Subiu a escada da estrebaria. Pegou o baixeiro, a manta e o cabresto. Jogou os dois primeiros sobre o dorso da mula, procurando ajeitá-los de modo que ficassem bem divididos ao longo da coluna vertebral. Trocou o cipó pelo cabresto. Retornou à selaria, apanhou o arreio, preso a um gancho fixo na trava do teto, aí demorou um poço alisando o gancho. Trouxe o arreio e jogou-o sobre ela, na altura da garupa, para facilitar a colocação do rabicho. Principiou, em câmara lenta, o ritual do arreamento. Com as mãos, levantou um pouco a sela, ajustando a suadeira sobre a manta. Afivelou o peitoral e a cilha. Passou o látego pela argola da barrigueira; arrochou fortemente. O animal reclamou, levantando a pata esquerda, quase batendo a ponta do casco no abdômen. Ele entendeu o recado. Afrouxou um pouco a cincha e acariciou-lhe a tábua do pescoço, pedindo desculpas. Pegou a cabeçada, colocou-lhe o bocal, procurando não machucar a língua e os dentes; verificou e acertou a barbela na camba; passou-lhe as rédeas pela cabeça e ao longo do pescoço, prendendo-as no santo-antônio (cabeça do arreio). Afastou-se, deu uma olhada crítica na montaria. Achou os estribos muito curtos, mediu-os pela distância entre o pulso e a axila. Aumentou dois furos nos loros.

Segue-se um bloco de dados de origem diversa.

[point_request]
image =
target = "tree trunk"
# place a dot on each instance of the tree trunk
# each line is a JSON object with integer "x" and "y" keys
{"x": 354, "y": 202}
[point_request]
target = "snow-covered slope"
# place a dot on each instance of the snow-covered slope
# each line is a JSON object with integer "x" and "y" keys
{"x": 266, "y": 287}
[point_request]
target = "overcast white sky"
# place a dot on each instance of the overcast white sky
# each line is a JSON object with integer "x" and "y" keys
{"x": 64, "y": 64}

Nada mais havia a fazer. Dourada, corretamente ajaezada podia viajar. Deu um suspiro. Não teve pressa, estava dopado, sonâmbulo. Reexaminou tudo: ferraduras, cravos e cascos. Trançou-lhe um nó no rabo para melhor aparência. Inconscientemente, retardou o máximo.

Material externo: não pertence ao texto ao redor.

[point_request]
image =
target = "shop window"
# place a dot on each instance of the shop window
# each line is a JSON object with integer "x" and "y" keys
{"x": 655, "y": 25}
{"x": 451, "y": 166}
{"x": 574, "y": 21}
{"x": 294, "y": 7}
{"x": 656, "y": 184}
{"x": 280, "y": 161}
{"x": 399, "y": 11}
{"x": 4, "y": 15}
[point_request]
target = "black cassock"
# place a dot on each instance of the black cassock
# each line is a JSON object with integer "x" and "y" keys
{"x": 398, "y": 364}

Apanhou o relho, dependurado num prego; viu o pelego, entretanto optou pelo coxinilho, tinto de preto, para melhor contraste com a cor do arreio. Agora sim, estava pronto. Novamente, o coração confrangeu. Algo inexprimível o retinha. Desfez a laçada do cabresto, caminhou em direção a casa.

Veio de cabeça baixa onde a mulher já o esperava com uma xícara de café bem quente. Tomou-o em silêncio e devagar. Nunca demorou tanto para beber um simples cafezinho. Deu-lhe adeus, cutucou as ilhargas dá besta com os calcanhares e partiu sem palavras, pois tinha um nó na garganta. Algo estava errado, muito errado.

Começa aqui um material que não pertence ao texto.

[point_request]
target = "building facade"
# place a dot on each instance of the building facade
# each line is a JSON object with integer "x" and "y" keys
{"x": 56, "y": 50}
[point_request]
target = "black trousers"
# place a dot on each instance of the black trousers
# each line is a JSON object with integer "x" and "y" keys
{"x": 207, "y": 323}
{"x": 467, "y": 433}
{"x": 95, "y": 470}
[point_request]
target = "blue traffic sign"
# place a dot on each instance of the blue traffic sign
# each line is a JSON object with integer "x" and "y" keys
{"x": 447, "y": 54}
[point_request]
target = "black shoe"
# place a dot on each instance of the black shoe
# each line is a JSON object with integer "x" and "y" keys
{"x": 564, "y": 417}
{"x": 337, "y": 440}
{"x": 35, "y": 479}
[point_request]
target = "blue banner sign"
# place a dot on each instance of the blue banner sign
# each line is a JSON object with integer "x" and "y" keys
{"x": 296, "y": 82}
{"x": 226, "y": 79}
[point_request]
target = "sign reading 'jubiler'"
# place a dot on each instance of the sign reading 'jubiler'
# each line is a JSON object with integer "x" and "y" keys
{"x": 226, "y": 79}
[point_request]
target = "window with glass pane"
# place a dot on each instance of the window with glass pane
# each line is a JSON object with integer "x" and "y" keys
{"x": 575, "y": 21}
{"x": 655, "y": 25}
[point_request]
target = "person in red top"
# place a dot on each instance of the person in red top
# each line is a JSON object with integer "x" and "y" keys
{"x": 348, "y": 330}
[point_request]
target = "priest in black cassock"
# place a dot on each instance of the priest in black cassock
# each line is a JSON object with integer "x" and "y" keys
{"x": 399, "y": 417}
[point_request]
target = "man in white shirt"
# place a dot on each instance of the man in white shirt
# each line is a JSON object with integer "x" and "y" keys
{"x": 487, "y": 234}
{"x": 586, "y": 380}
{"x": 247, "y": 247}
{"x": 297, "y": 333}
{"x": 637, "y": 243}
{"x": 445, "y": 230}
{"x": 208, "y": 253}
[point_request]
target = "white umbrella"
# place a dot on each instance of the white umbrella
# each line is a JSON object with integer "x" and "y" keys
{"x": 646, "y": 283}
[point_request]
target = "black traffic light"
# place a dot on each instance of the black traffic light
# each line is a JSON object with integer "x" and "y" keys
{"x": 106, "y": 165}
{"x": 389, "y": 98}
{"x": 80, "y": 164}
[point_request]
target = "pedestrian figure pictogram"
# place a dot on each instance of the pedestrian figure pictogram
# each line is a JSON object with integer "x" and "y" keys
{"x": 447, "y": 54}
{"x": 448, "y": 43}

Estrelas ainda luziam no céu.

Dourada, ignorando o drama do dono, marchava faceira, abanando o rabo de encontro às ancas: direita, esquerda... Passou pela covanca, chegou à raiz da serra. A lua fora mandada embora para as sombras. O sol derramava luz e calor nos rios, planícies, montes e grotões. Somente ele sentia arrepios até na alma...

Extraordinariamente quente seria aquele dia.

Conduzia a mula a passo e assim subiu o morro da Fumaça. No cume eles estavam empapados de suor. O sol, que brilhava como um disco de fogo desapareceu atrás de nuvens negras. Alguns trovões prediziam o temporal. Após ligeiro trecho plano, começou a descida, quando sentiu os primeiros pingos da chuva na testa. Secou-a com o dorso da mão e estugou a besta, cutucando-a levemente nos flancos. Não usava esporas. Longe viu a cortina de chuva que unia o céu e a terra e que vinha em sua direção.

A estrada, sinuosa, flanqueava o morro; formava, em longa curva descendente, uma ferradura, fendida e retorcida por um ferrabrás; parte do rompão ficava no topo e a outra a cem metros abaixo. Ainda estava no início e já avistava o final do caminho, lá embaixo. Naquele ponto, na dobra escondida pela elevação, estava a porteira e bem perto dela um barraco abandonado.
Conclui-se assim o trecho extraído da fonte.